Is Compromise Possible?

 


Searching for the middle ground
The Confederate monument in downtown Pensacola has been an ongoing issue for several years now, really longer than that. I know many will disagree with me on this, but that monument can not stay there as is. It glorifies the Confederacy and the principle of white supremacy on which it was based. The city erected this monument just as Pensacola was enacting Jim Crow laws limiting the rights of African Americans. In fact, Edward Perry who is honored on this memorial is the governor who brought Jim Crow laws to Florida. This monument sent a clear message that although slavery had ended the white power structure remained. It was a means of intimidating the brown residents of Pensacola that they’d better know their place.

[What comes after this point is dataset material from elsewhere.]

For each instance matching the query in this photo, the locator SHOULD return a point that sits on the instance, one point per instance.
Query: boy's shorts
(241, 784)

The argument that taking the monument down erases history is ridiculous. The monument was put up to erase the true history of the Confederacy. One example is the inscription on the south side of the monument which states Confederate soldiers, ‘joy was to suffer and die for a cause they believed to be just.” The reality is many of those soldiers were drafted and others went to the Union side at Fort Pickens. We now have the opportunity to correct this and replace it with a more historically accurate monument.

I propose that rather than remove the monument, we transform it from a Confederate monument to a Civil War monument. The primary alteration would be in the inscriptions on the four sides of the monument. On the south side replace the commemoration of Confederate soldiers with a commemoration of all Civil War soldiers. On the east side replace Jefferson Davis with an inscription memorializing the Battle of Pensacola in 1861. On the north side honor Abraham Lincoln for preserving the Union. Below that, inscribe the words “Our Union Dead.” This will match the words, “Our Confederate Dead” that are currently on the south side. Finally, on the west side commemorate the liberation of Pensacola in 1862. I also propose renaming Lee square to Union Square. This will recognize that ultimately the Civil War made the union stronger by eliminating the institution of slavery. If the name Union Square is too controversial we can revert it to the square’s original name of “Florida Square.”

I propose this option because even if we remove the monument, we just create a new series of problems. First, we will be replacing one set of aggrieved people with another. Those who see removing it as an affront to their heritage will hold on to this bitter little pill for years to come. Ninety percent of what local government does goes largely unnoticed by the vast majority of people. However, government action that affects someone personally can come to represent the entirety of 
their experience with local government. They’ll bring this up in town halls and city council meetings for years to come. This compromise gives them something to hang their hat on and diffuse some of that anger.

The second problem is what to do with the monument after you take it down. Putting it in Saint Michaels Cemetery has been proposed. However, this doesn’t solve the basic problem of the monument. The problem isn’t the location, it’s that it exists. Simply moving it doesn’t change the fact that Pensacola still has a Confederate Monument that needs to come down. It simply changes the location of the protests.

Finally, it presents the problem of what to replace the monument with. That issue is likely to bedevil this council for years to come. It’s likely to be as divisive as the current issue before the Council. Converting this into a Civil War Monument solves all those problems at once. Of course, there will still be issues to work out. The exact wording of the new plaques on the monument being first among them. A commission of local historians and community leaders will need to work this out. I can anticipate possible objections from both the Right and the Left to this proposal. However, I also think there’s an opportunity for us to come together, show we can still make compromises, and meet in the middle to move forward as a community.